Ken Miller begins Finding Darwin’s God by discussing the ways in which science, especially evolution and the age of the Earth, has challenged religion. These challenges have seemingly backed faith into a corner and forced religious fundamentalists to simply reject science entirely to defend themselves and their God.
But he then argues that this is not a necessary conflict, that there is sufficient room for both science and faith in a well-reasoned viewpoint. Granted, it seems that his stance requires that religion should make a few concessions in favor of science and not the other way around, but any points of contention between science and religion get resolved peacefully in Miller’s analysis.
As a scientist, of course he gives a lot of weight to material and empirical truths, but uses the example of quantum indeterminacy to show that science cannot explain everything (200-201). This refutes the religions which hold a deterministic view of the world, which Miller points out is only a form of deism with a watchmaker god who has assigned every particle its place when the universe was created and now may abscond from our lives.
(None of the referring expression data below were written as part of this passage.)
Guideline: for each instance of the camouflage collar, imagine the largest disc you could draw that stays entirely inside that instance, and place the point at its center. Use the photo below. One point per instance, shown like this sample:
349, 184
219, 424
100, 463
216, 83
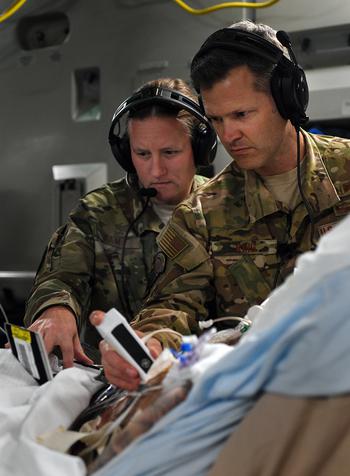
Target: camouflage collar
319, 188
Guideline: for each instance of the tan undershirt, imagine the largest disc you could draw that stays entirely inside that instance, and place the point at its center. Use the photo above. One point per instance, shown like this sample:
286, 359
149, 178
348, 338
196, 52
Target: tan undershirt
284, 187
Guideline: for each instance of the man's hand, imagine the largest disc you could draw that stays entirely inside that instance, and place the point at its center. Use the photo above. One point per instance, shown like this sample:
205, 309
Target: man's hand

He refers to Aquinas to state that “for any religious believer, there is a spiritual reality that surpasses the physical reality of nature,” and uses the example of transubstantiation as something with both spiritual and material realities co-existing (223). These spiritual and unknowable events confirm God as being personally active and involved in the world still; even if some may find a probabilistic world indicative of a less powerful (especially in omniscience) God than a deterministic one, but really it allows a better understanding of how God relates to us.
Miller believes that the creator-God did not directly make the universe, but merely set up the initial parameters the scientific laws by which everything is governed so that the universe could create itself. This process sacrifices our understanding of God as omniscience and omnipotent, but in exchange allows free will both for humans and for the universe in general. God’s sacrifice of his ability (called kenosis, an emptying) allows for a more sophisticated relationship with mankind and also allows him some unexpected novelty within his creation.
One of the mistakes which Christian special creationists and the like make is their dismissal of the natural world as merely a false backdrop for their true religion. If God is the creator and the embodiment of truth, then all truth which we can know, whether through scientific or spiritual means, should be valid and potentially reveal something further about the nature of God. However, this can be interpreted incorrectly that some natural phenomena should have a “‘Made by Yahweh’ stamp inside of the machinery of nature” (276). Without that message (and we have not yet found an irreducibly complex organism, so it seemingly is), some religious adherents may see natural science as separate from and a threat to their faith. Scientific materialists actually seem to commit the same mistake (although the two groups would be very unhappy to be placed together) that without overt evidence to the contrary, science eclipses religion and God’s existence and renders them unnecessary.
But Miller makes clear that religion should not be “best found in territory unknown, in the corners of darkness that have not yet seen the light of understanding” (262). It is a credit to the power and foresight of God that he was able to create such a seamless, rational, functional world. To best explore or understand our spiritual nature, we will be best served with a synthesis between science and religion, not the narrow confines of fundamentalism by either discipline.